What data quality information is important to you?


Publish Data Quality information is a W3C Data on the Web Best Practice.

As a user of open data what data quality information would help you most?

  • If the data was validated against it’s schema would that suffice? :white_check_mark:
  • would knowing the delay between data creation and publishing be more helpful? :hourglass_flowing_sand:
  • what about data being publishing on time as promised by the metadata? :alarm_clock:

What’s data quality measures are important to you?


The data quality issues which I observe are:

  1. interoperability of data, especially geospatially. We recently tried to use the TMR qldtraffic.qld.gov.au web service and found that we didn’t have the tools to consume the GeoJSON into our mapping environment.
  2. comparability of data, statistical data collections (from multiple publishers) are not published to an agreed statistical geography making it very difficult to combine demography (potential need) and actual service demand
  3. timeliness and frequency - recently we were combining data from education and health sectors. Both provided high quality statistical outputs, but the latest health dataset was from 2015. Education was from School Day 8, 2017.
    4, completeness - one example is the ability to find a single dataset of all school enrolments in Queensland schools, across state, state special, catholic and independent schools.

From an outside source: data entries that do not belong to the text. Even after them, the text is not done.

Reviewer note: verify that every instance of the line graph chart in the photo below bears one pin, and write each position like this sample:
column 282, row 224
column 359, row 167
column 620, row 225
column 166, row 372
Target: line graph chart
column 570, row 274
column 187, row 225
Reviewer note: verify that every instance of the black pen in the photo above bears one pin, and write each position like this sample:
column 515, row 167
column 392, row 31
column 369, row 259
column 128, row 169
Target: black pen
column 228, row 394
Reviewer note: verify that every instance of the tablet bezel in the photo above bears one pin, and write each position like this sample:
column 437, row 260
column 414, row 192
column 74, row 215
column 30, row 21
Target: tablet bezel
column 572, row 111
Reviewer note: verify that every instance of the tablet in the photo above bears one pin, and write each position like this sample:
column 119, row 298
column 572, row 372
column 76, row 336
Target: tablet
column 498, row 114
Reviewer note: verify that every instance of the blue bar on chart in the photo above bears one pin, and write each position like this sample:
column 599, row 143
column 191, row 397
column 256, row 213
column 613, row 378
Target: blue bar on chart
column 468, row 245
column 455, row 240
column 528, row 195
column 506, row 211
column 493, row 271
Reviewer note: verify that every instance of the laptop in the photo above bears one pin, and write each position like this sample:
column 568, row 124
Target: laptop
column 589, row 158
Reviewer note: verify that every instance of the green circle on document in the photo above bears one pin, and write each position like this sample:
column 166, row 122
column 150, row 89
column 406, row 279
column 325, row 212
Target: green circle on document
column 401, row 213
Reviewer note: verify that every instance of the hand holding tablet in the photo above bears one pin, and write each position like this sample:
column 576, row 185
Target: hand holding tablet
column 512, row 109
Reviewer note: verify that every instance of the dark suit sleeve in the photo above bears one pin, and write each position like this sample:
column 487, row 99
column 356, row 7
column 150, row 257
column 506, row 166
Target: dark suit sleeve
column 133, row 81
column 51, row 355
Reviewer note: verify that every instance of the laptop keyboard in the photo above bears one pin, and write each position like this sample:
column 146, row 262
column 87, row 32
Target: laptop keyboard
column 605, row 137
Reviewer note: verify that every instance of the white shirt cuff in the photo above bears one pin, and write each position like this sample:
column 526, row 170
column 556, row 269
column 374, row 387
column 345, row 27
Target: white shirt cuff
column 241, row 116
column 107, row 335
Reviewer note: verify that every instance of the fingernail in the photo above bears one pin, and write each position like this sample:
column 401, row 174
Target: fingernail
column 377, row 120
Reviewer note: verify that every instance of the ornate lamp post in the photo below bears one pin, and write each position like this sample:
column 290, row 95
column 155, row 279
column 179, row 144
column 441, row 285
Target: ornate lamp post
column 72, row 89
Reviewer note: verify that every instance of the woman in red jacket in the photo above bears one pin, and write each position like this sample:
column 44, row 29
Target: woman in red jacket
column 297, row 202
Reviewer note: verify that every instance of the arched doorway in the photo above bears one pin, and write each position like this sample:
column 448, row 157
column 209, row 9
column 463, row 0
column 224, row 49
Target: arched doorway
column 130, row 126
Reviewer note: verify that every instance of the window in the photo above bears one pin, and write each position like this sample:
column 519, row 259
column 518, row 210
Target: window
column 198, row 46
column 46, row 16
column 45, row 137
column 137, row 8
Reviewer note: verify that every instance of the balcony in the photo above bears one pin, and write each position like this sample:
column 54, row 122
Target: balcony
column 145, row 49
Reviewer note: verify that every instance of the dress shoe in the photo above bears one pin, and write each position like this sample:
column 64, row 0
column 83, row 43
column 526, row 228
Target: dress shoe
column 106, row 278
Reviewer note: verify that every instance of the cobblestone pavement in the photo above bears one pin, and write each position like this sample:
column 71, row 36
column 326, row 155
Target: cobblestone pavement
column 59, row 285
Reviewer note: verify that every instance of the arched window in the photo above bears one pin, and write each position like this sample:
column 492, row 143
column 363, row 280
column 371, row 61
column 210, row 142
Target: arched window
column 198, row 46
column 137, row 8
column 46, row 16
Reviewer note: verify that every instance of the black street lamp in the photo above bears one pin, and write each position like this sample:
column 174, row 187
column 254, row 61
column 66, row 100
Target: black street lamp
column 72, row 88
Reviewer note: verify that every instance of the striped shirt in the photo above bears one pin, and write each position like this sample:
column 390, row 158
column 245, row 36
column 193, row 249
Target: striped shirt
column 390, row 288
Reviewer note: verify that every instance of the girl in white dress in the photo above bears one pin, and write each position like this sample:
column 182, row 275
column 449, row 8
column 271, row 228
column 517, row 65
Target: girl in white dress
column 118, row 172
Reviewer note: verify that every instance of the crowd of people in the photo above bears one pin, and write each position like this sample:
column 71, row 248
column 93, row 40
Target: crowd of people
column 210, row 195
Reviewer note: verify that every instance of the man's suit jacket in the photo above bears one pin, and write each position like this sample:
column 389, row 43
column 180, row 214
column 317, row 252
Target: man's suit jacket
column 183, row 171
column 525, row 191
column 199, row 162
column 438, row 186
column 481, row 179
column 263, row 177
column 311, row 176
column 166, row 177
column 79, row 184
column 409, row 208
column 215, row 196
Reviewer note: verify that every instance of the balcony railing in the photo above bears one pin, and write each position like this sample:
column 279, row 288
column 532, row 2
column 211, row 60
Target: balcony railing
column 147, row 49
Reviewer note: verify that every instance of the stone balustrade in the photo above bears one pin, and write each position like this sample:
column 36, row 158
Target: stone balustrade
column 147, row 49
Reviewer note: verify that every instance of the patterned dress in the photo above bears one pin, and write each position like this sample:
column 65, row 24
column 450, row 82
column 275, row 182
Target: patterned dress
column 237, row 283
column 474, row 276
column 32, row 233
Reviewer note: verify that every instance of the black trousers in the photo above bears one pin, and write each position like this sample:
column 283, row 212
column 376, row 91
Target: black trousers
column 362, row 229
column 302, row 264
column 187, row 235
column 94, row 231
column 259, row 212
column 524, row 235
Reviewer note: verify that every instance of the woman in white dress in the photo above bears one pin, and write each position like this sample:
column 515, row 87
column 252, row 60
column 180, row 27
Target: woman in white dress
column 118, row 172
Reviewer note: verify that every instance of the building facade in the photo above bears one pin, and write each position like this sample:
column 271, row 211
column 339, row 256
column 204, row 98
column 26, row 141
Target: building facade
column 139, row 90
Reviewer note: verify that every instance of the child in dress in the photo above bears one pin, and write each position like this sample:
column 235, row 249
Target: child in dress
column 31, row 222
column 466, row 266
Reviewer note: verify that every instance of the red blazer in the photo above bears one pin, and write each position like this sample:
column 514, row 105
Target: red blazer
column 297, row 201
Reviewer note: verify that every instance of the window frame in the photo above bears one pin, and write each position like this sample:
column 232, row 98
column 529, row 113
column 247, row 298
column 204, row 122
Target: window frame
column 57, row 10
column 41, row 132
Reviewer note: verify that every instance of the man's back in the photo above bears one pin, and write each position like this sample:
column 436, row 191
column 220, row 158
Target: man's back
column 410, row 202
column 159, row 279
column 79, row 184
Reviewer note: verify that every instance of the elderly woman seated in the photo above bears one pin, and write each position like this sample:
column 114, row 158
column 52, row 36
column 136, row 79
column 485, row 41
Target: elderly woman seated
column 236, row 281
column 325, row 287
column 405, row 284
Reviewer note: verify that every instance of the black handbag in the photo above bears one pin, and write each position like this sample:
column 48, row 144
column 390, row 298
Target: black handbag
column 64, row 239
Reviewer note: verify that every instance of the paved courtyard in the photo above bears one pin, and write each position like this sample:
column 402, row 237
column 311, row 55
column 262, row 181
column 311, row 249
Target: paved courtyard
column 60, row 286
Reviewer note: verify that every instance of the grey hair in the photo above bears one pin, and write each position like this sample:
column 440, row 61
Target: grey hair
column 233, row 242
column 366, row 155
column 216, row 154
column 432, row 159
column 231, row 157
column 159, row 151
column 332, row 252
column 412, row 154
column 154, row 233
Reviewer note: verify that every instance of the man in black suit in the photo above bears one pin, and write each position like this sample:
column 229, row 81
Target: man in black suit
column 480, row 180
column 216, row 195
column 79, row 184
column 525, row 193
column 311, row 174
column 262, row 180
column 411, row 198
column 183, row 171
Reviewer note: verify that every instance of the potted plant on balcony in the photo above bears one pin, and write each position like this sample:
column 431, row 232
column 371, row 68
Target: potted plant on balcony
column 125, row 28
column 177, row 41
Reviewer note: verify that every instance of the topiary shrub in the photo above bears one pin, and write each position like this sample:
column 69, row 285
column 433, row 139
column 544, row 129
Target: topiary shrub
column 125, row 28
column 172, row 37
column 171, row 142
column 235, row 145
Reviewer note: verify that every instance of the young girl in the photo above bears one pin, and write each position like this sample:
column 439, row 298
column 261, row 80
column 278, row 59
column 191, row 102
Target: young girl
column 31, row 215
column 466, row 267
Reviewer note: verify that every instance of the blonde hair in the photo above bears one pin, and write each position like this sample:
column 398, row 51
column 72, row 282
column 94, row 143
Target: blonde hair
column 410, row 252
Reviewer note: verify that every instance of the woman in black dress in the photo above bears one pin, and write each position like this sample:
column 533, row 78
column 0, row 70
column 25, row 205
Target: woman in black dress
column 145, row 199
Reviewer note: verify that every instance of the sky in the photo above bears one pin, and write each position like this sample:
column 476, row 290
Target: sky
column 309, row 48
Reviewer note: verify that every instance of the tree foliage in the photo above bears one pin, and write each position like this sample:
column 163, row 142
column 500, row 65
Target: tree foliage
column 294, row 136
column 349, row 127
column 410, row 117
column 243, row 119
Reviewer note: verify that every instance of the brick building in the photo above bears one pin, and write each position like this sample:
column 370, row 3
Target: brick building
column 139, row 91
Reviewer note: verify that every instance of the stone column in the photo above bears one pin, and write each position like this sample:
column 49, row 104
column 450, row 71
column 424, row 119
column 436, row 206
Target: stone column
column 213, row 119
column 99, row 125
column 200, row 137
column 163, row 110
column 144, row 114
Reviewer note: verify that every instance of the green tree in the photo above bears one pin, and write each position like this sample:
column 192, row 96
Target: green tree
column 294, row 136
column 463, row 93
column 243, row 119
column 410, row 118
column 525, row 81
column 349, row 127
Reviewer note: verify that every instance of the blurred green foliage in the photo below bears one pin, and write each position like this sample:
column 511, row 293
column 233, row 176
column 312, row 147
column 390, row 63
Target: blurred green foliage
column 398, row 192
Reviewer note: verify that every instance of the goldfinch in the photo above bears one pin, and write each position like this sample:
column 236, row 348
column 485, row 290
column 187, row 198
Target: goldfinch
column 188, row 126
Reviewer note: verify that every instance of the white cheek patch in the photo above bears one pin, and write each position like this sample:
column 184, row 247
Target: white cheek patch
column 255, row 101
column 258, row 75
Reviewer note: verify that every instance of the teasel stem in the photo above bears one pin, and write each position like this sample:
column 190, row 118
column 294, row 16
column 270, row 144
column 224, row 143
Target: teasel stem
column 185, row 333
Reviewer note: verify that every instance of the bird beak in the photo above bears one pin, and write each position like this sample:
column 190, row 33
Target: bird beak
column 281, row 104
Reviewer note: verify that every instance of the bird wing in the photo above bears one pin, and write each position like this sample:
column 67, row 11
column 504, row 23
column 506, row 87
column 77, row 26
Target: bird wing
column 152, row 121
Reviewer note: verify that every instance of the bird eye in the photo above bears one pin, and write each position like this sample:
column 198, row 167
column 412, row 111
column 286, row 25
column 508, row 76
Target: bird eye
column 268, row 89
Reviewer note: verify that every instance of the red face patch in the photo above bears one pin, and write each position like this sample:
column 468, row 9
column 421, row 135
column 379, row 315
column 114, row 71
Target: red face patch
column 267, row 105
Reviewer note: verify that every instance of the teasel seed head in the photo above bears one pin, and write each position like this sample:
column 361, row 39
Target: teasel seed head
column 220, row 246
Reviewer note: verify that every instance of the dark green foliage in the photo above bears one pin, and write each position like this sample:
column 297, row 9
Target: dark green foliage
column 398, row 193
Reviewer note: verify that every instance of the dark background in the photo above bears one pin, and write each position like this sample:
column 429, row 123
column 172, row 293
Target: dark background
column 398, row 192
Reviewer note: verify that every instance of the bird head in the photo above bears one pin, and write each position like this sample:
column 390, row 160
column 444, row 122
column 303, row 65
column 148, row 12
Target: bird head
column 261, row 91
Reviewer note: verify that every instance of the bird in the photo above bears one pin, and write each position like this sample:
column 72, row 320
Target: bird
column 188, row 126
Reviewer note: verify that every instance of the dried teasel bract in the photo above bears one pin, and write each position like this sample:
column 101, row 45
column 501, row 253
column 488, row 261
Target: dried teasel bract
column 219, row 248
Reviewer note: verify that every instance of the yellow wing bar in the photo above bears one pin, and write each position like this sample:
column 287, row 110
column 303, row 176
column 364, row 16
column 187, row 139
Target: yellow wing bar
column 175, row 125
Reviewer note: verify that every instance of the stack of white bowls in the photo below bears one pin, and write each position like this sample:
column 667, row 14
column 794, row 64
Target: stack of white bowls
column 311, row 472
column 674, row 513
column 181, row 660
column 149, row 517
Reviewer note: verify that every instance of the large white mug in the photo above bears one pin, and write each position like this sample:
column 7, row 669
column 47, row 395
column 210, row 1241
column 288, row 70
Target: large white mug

It doesn’t exist, yet all of these school sectors are regulated.


The W3C Data on the Web Best Practices don’t address the interoperability and comparability points raised above. :scream: Approaches to making your data interoperable and comparable would be an interesting topic to discuss.

The Intended Outcome of the “Provide data quality information” best practice is,

Humans and software agents will be able to assess the quality and therefore suitability of a dataset for their application.

So I guess the data quality information for the points above could be:

Knowing that information would help you determine, without downloading and inspecting the data, that the data is not suitable for your purpose .

There are many data quality dimensions that can be described, some more practical than others.

edit: As an aside, I found the list of all schools via https://schoolsdirectory.eq.edu.au/# and I’m told an API is coming soon.